読書で人生が変わるなどということは,まずもってないものでしょう。読書が人を賢くすることも,たぶん,ないと思います。 読書は安価でお手軽な娯楽であり,時間消費の手段です。それでいいというより,娯楽でない読書は可能な限り避けたいものです。 娯楽としての読書があれば,老後もなんとかしのげるのではないでしょうか。というか,しのげると思いたいわけですが。
2013年2月1日金曜日
2013.02.01 フジ子・ヘミング 『耳の中の記憶』
著者 フジ子・ヘミング
書名 耳の中の記憶
発行所 小学館
発行年月日 2004.06.20
価格(税別) 1,600円
● これも自分の過去を語ったもの。なので,内容的には他の著書との重複がある。すでに読んだことのある事柄だらけだから,ではつまらないかといえば,そんなことはない。
2日前の夕食のメニューを思いだせないのと同様で,本の内容なんて読んだそばから忘れていくものだからね。
● カラヤンを偲んで「自分でつくった服を着て,自分で刺繍した手提げバッグを持ってカラヤンの演奏を聴きに行ったとき,彼はキラキラひかるスパンコールの刺繍をものすごく褒めてくれました。褒めてもらった刺繍入りのバッグはもう色褪せて,そしてバッグとしては使えなくなってしまったけれど,カラヤンに褒めてもらった思い出として,今でも額に入れて部屋の片隅に飾っているのです」(p77)と書いている。
カラヤンも良いことをしたものだ。っていうか,当時のカラヤンであれば,褒め効果も相当なものであったに違いない。

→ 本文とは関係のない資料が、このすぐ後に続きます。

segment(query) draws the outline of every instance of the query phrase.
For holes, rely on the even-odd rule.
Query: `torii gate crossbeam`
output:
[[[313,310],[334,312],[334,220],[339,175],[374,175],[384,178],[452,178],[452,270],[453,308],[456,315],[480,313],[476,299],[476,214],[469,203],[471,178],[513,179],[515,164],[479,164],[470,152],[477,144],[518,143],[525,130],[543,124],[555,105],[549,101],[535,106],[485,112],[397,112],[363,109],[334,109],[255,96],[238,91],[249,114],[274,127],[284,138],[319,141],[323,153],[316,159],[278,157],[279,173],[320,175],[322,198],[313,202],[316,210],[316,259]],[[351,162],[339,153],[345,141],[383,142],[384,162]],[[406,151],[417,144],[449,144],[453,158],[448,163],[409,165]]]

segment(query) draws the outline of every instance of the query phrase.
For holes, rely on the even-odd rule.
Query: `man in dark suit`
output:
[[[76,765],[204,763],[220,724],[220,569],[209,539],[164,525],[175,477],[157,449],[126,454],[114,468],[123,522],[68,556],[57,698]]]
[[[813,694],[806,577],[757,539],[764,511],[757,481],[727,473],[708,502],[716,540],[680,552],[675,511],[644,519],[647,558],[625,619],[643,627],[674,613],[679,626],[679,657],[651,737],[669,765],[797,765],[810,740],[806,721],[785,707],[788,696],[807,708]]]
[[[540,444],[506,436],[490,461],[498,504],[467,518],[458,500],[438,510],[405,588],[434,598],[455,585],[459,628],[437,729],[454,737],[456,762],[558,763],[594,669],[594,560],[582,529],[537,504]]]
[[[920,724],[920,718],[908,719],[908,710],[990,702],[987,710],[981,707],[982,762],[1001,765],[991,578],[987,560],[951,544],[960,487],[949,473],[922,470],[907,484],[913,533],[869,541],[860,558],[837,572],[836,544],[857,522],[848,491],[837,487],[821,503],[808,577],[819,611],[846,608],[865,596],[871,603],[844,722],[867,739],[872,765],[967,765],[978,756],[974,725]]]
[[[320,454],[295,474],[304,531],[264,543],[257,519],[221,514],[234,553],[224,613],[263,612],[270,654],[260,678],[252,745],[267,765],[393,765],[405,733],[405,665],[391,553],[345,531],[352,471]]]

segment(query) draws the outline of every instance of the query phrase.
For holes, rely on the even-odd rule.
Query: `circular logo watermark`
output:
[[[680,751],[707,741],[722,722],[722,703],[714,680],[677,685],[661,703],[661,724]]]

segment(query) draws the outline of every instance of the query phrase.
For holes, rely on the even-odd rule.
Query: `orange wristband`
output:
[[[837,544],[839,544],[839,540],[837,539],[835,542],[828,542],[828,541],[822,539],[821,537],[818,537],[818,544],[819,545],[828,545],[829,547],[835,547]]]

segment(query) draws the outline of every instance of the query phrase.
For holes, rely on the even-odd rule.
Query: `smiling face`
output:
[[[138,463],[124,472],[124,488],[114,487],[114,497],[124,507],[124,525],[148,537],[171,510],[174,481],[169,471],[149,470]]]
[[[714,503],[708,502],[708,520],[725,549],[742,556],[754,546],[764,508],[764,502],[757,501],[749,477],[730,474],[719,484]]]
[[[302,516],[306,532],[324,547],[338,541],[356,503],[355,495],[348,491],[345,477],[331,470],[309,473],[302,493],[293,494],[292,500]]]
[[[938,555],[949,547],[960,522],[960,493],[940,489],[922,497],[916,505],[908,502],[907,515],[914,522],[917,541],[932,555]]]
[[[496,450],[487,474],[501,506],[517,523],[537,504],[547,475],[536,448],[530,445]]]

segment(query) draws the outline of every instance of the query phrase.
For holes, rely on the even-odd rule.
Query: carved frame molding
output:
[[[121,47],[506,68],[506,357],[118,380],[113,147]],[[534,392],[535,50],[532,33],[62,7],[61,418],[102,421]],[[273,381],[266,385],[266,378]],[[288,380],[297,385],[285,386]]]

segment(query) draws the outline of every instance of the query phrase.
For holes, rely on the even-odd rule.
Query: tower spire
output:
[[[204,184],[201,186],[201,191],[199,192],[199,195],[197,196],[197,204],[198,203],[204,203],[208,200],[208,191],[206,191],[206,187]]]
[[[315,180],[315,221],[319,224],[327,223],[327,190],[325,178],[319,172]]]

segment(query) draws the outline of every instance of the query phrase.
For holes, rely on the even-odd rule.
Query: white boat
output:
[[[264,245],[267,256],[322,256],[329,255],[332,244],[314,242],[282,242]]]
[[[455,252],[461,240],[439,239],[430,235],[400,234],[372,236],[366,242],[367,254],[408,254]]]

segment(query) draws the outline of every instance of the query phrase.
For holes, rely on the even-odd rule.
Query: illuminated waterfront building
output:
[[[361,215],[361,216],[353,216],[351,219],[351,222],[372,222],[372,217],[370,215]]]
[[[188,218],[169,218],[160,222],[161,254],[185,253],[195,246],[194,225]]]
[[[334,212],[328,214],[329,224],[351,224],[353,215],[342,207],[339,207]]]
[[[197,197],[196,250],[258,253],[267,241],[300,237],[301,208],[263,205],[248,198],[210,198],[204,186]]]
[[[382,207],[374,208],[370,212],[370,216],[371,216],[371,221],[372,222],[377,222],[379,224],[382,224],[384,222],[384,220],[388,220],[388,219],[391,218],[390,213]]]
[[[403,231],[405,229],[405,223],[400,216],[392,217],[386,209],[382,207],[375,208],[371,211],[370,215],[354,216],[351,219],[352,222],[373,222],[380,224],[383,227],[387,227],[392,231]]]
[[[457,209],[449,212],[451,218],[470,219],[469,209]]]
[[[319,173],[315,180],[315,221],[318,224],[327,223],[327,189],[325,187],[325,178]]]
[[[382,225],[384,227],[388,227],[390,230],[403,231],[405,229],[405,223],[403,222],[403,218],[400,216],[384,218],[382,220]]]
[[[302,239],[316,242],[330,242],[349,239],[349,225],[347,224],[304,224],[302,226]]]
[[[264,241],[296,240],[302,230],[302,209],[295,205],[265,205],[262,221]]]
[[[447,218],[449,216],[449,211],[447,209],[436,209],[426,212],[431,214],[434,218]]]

● 「日本人は景気が悪い悪いと言っている割りには無駄遣いが多いのではないか」(p101)と苦言を呈している。まったくもってその通りで,早い話が貧乏人ほどガラクタに囲まれている,持たなくてもいいモノを持っている,という印象がありますね(わが家のことなんですが)。モノ洪水に溺れそうになっている貧乏人。
最小限度のモノで生活しているのはホームレスの人たちだけで,彼らはいっそ潔い。
● ホームレス救済っていうと,ホームレスから抜けだせるように支援することだ。でもさ,ホームレスのままでやっていけるようにしてあげることってできないんだろうか。
地下道で寝ているホームレスを追いだすとか,公園を生活の場にするのを許さないとか,そこを何とか緩められないかと思ったりもするんですけどね。
自分と異なる存在や異形なるものに対して不寛容だ。存在を抹殺しようとする(いじめの根源は,ほぼここに集約されるのではあるまいか)。一方で,そうであればこその良さもあるんだろうけどさ。
● 日本では行政も変なところできめ細かいし,何だかんだいって相互に監視しあっているようなところがあるしね。他人に無関心でいるってことができないようだよね。他人に無関心でいることを通すって,けっこうエネルギーがいることだしさ。
少なくとも,日本では行方不明になる自由はないからね。すぐに探されてしまう。
って,まったく本書とは関係のない話になっちゃいましたけど。